I have always been confused about the precise date that my father passed away, primarily because I only learned about it the next day. I was away in holiday in Wales at the time.
But it was 11th October 1986, in the afternoon. Twenty-four years later, it is time for a modest tribute to my father from his son. Obituaries tend to be full of the curriculum vitae items, but I recall a more personal tribute that I wrote for the local paper. It’s lurking on an old floppy disk somewhere, I think, and I must dig it out.
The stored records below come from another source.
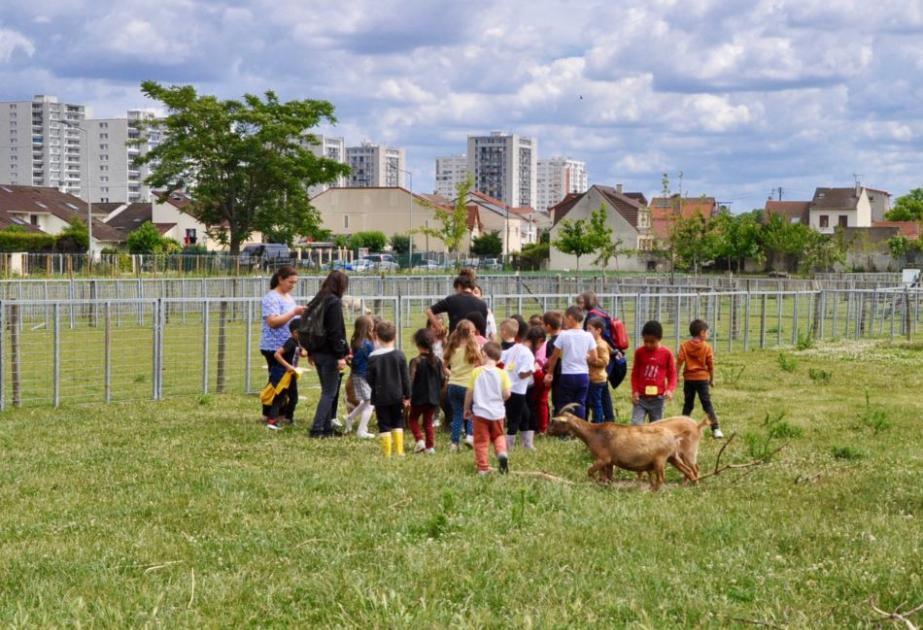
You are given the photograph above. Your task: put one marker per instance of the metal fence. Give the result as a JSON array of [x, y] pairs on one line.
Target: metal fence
[[63, 351]]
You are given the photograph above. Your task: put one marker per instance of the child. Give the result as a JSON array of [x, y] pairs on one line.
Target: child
[[519, 364], [488, 389], [599, 378], [573, 347], [538, 393], [390, 382], [653, 375], [462, 355], [552, 322], [281, 393], [362, 347], [426, 384], [699, 373]]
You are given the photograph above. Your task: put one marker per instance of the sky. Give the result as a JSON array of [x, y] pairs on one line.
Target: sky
[[741, 97]]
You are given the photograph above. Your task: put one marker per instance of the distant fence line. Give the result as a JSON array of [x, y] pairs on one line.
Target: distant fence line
[[81, 350]]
JPJB was, simply, the kindest of men. I would dread seeing a boat broken down, or a car broken down, because he would see it as his duty to stop and offer assistance. He would go out of his way to help anyone, even when that person was not appreciative of his efforts. Sometimes that would lead people to lean on him too heavily, so that the burden was too great for him. He often looked pained, perhaps reflecting a sadness that he was not always understood, or that he was taken for a ride. It has been hard to live up to his example, hard to try not to feel compassion. But that is the main impression of him that has lasted for 24 years. The rest is memory; there is much to recall, events and scenes, but feelings are much more difficult.
Last week someone who did not know me phoned me and asked if my father was still alive; it seemed an astonishing question after such a long time. Mum recalled last year someone telling her what a wonderful person he was, long after he left us. And more recently a mutual friend recalled a small detail about him that I had not known. We never reach the final point of recovery, when there is nothing more to know about a person.
He is still much missed, and often quietly mourned. The world still seems a strange place without him, somehow incomplete. And yet if he was here, the world would seem stranger still, as so much has changed. He made a major impact.